Separated by hundreds of miles, with Billy taking a job in Houston, their long-distance relationship continued until Billy proposed and then accepted a job at Keller High School. "And the rest is history," Jovan says.
Jovan graduated from TCU with a degree in entrepreneurial management and marketing in 2006, added a master's in marketing and communications and is halfway through a doctorate in conflict resolution.
"That's my psychotic passion," she said. "Even going back to junior high, I was one of those nerds that was trained to be a peer mediator and had conflict resolution classes. And I'm thinking, `What a nerd!'''
Unsure of her career path at the time, she was encouraged by a professor to take a sales job out of college.
"He said you can get some tough skin and it will really grow you," she said. "I ended up taking a job in new construction real estate and did that for 3 ½ years and was very successful. It was a great experience. When you learn how to process rejection day after day, it really does build you up in ways that you didn't know needed building up."
As the assistant cheer coach at SMU, Overshown said she thoroughly "enjoyed being a part of all that excitement that I was a part of when I cheered." But, she didn't feel like coaching was her career path.
As the marketing and promotions coordinator for the TCU University Press, Overshown promoted the various books they published. "One of my favorite authors was this 92-year-old man that drove this little smart car, just as sweet as he could be."
"But, it was very slow-paced, because book publishing is a slow process," she said. "And you're hearing every day how university presses are closing down at different schools. . . . I always thought this would be a dream job, going back to my alma mater, but I just didn't have that same feel."
At The King's University in Southlake, Texas, Overshown directed the internal and external communications and institutional marketing and creative services. "It was a seminary, so we didn't have athletics," she said. "The president and I were very close, and we would always talk about trying to build this experience there. But without athletics, it's so hard. He was a football player back in his time, so we had these conversations about the challenges of what could we do to engage the academic body, the community, without having that natural camaraderie."
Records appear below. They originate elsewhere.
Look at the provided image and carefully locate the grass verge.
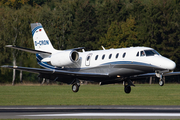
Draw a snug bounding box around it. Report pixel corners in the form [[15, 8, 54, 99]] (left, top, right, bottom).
[[0, 84, 180, 105]]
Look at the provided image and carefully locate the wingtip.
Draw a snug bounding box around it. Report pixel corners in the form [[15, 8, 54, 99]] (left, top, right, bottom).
[[5, 45, 13, 48], [1, 65, 18, 69], [1, 65, 9, 68]]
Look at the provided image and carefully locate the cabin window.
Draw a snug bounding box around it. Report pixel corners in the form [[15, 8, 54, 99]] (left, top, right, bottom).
[[116, 53, 119, 58], [136, 52, 139, 56], [140, 51, 145, 56], [109, 54, 112, 59], [87, 56, 90, 61], [122, 52, 126, 58], [95, 55, 98, 60], [102, 54, 105, 60]]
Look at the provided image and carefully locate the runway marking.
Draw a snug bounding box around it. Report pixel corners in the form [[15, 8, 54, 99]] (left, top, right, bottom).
[[20, 113, 180, 117]]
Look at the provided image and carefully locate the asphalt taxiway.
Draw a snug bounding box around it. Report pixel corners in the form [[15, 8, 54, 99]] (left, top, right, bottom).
[[1, 105, 180, 119]]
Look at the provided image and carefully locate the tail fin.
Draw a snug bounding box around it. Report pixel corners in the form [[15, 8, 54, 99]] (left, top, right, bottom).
[[31, 23, 55, 53]]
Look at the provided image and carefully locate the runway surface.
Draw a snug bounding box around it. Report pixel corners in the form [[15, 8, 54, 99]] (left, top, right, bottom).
[[1, 105, 180, 119]]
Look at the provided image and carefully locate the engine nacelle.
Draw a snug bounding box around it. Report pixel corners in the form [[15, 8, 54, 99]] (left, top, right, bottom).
[[51, 50, 79, 67]]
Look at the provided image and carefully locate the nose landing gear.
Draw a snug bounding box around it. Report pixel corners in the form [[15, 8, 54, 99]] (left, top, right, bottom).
[[159, 74, 164, 86], [157, 72, 164, 86], [156, 71, 166, 86]]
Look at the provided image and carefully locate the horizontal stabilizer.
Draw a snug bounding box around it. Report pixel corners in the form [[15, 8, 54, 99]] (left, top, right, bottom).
[[6, 45, 51, 54], [1, 65, 53, 74]]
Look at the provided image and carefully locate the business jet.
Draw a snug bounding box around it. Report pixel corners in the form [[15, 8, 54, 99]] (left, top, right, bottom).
[[2, 23, 180, 94]]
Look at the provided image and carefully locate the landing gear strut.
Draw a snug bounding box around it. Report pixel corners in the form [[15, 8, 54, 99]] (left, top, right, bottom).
[[123, 80, 135, 94]]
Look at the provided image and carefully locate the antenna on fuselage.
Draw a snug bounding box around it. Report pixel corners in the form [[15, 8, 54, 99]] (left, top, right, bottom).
[[82, 49, 85, 52], [101, 46, 105, 50]]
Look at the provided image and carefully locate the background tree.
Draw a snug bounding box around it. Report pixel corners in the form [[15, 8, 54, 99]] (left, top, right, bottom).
[[99, 16, 138, 49], [68, 0, 98, 50]]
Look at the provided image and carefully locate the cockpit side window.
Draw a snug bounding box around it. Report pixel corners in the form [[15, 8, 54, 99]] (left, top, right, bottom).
[[140, 51, 145, 56], [153, 50, 160, 55], [144, 50, 160, 56]]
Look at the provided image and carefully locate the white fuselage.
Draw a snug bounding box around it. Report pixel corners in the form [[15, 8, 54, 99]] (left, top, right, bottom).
[[77, 47, 176, 71]]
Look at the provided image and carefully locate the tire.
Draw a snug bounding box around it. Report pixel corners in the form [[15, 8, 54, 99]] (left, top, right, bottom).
[[159, 80, 164, 86], [124, 85, 131, 94], [72, 84, 79, 92]]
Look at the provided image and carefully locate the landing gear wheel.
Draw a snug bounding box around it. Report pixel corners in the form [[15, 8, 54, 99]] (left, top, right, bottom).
[[72, 84, 79, 92], [124, 85, 131, 94], [159, 80, 164, 86]]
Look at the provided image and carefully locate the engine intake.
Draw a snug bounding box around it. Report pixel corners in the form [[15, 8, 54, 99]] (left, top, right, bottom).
[[51, 50, 79, 67], [71, 51, 79, 62]]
Before taking the Baylor job, Overshown got two offers from a Boeing company, but ended up passing on both.
"Again, it was something that logically didn't make sense to say no," she said. "But, there was just such a peace about this. In the moment, it looks like a cluster, but it's so cool to look back and to have complete peace with it."
Jovan and Billy have a 2-year-old son, Hendrix Steel, who she says totally lives up to the meaning of his name, "ruler of the household."
"God bless the second one," she said. "It's weird, because in public you would think he's a saint. He's uncomfortably shy right now. But, he's fun, it's wild."
As for her first six months at Baylor and in Waco, she says, "We have so appreciated the change in pace that we did not realize we needed. We've really enjoyed it."